While Duncan wrestled with the notion of teaching Logan a lesson on breaking and entering and the dire consequences that came along with it, he let his eyes wander over the facing wall; it was taken up by rows of shelving on which all manner of unused radio gear sat dark and silent. A bin at eye level was filled with electrical cords, speaker wire, and a myriad of colorful cables secured by plastic zip ties. Next door to it sat a half-dozen Motorola two-way radios taken off the bodies of the Huntsville dead. A polymer Glock pistol belonging to Logan sat within arm’s reach next to the radios. Arranged side by side on the desk below the shelving were a pair of closed circuit television monitors, each one partitioned so that six separate feeds could be displayed simultaneously. Frozen on the monitor on the left were mainly color images of conifer trees at ground level. The second screen displayed six gra
iny images. One showed Duncan and Edward passing. The next was a long, pulled-out view of the airstrip, mostly greens and browns with trees at the far end of the runway and a thin sliver of blue sky overhead. At the bottom on the left was another image, snapped from behind, of him entering the woods near the hidden entrance. The latter half of the partitioned monitor caught the white Toyota and a flash of his face in three separate frames at three different locations as he approached the airstrip via the dirt and gravel road coming in from the State Route.

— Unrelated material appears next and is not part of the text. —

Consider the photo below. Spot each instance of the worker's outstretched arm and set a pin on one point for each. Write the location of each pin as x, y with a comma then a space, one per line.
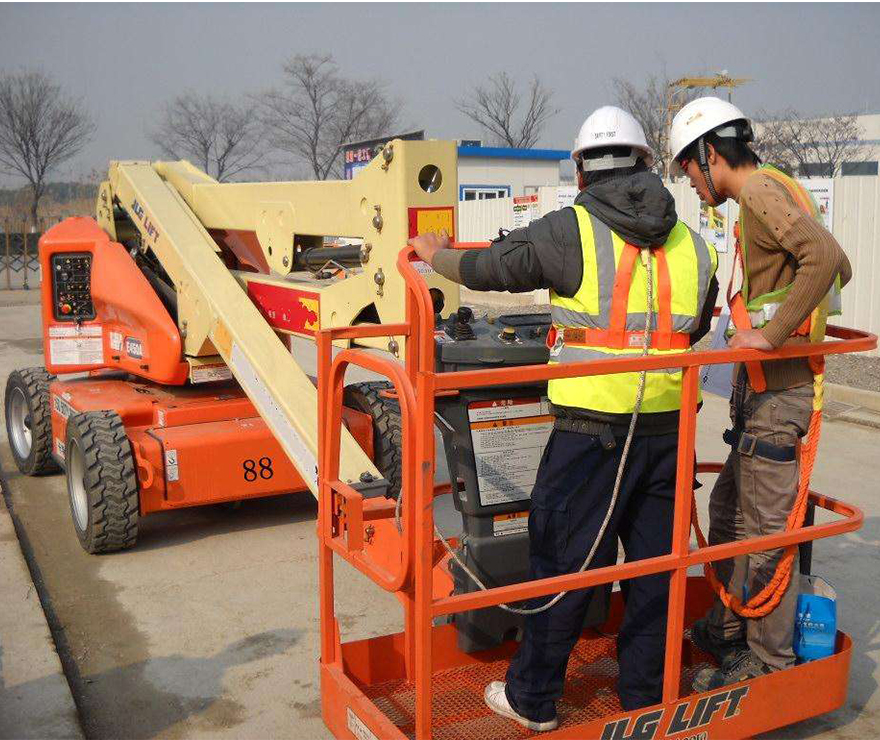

Worrying his handlebar mustache with one hand and working the lighted dials and switches bristling from the ham set with the other, Logan continued his chat, totally oblivious to Duncan’s presence.
Twenty-five years ago, when Duncan was in his early thirties helping his aging parents raise Logan, he would have jumped at using a golden opportunity like this to “toughen” the boy up.
Instead he leaned against the cool wall cloaked in shadow from the waist up and listened to the conversation Logan was having with someone whom he guessed was a ham radio operator somewhere out in America.
But after less than a minute of eavesdropping on this side of the exchange, Duncan got bored and acted on his earlier impulse. Slowly but surely he covered the distance, cutting the angle just right so that he remained outside of Logan’s field of vision. Forming up behind the man, Duncan curled his hand into a rigid claw and then clamped it firmly down on his mark’s shoulder.